Goldman CEO Says Stock Rally Doesn’t Jibe With Earnings Outlook

The stock market rally that’s erased almost all of this year’s losses can’t be justified by corporations’ profit potential, according to Goldman Sachs Group Inc. Chief Executive Officer David Solomon.

“The equity market does seem to be a little bit ahead of my view of the future earnings performance of businesses,” Solomon said Wednesday at the Bloomberg Invest conference. “If I’m right about that, you’ll see a re-balancing of that over time.”

Goldman CEO Says This Year’s Stock Rebound Looks Out of Step

With interest rates around the world at or approaching zero, and central banks vowing to take whatever steps are needed to recover from the Covid-19 pandemic, investors have been pouring money into equities.

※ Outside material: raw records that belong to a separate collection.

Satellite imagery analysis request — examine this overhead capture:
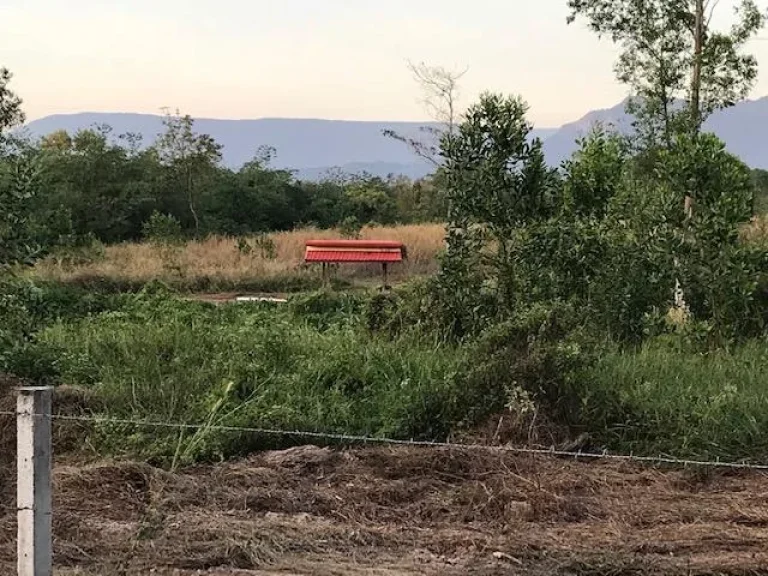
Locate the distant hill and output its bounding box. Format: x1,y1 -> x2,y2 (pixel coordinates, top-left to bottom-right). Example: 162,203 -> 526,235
21,97 -> 768,180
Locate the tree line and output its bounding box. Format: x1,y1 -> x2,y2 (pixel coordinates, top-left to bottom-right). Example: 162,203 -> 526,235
0,99 -> 445,258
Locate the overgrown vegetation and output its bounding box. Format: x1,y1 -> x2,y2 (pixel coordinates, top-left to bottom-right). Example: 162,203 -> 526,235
0,0 -> 768,465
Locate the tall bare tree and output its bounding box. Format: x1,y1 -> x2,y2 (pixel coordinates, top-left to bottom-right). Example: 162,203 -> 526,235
384,62 -> 467,168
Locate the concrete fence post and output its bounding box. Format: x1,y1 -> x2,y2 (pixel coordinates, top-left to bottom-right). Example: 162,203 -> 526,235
16,386 -> 53,576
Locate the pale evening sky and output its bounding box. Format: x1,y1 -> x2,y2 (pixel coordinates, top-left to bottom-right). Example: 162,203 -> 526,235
0,0 -> 768,127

It’s “the only game in town” for reasonable long-term returns, Solomon said.

Markets are signaling a rosy outlook about the economy reopening and seem to be discounting the difficulty of living with the virus long-term, the CEO said. Investors pared some of those bets Wednesday, pushing the S&P 500 down 2.5% at 3:09 p.m. in New York.

One uncertainty for Goldman Sachs employees is when the bank will end its pledge to suspend job cuts. At its debut investor day in January, the firm laid out an ambitious target to cut more than $1 billion in costs, a move that would likely have been accompanied by staff reductions.

But like its peers, the firm later pledged to refrain from job cuts as the pandemic roiled communities and economies around the world. That will change.

“We are running a business going forward,” Solomon said. The firm’s annual culls of the worst performers will have to resume heading into 2021 and beyond, he said.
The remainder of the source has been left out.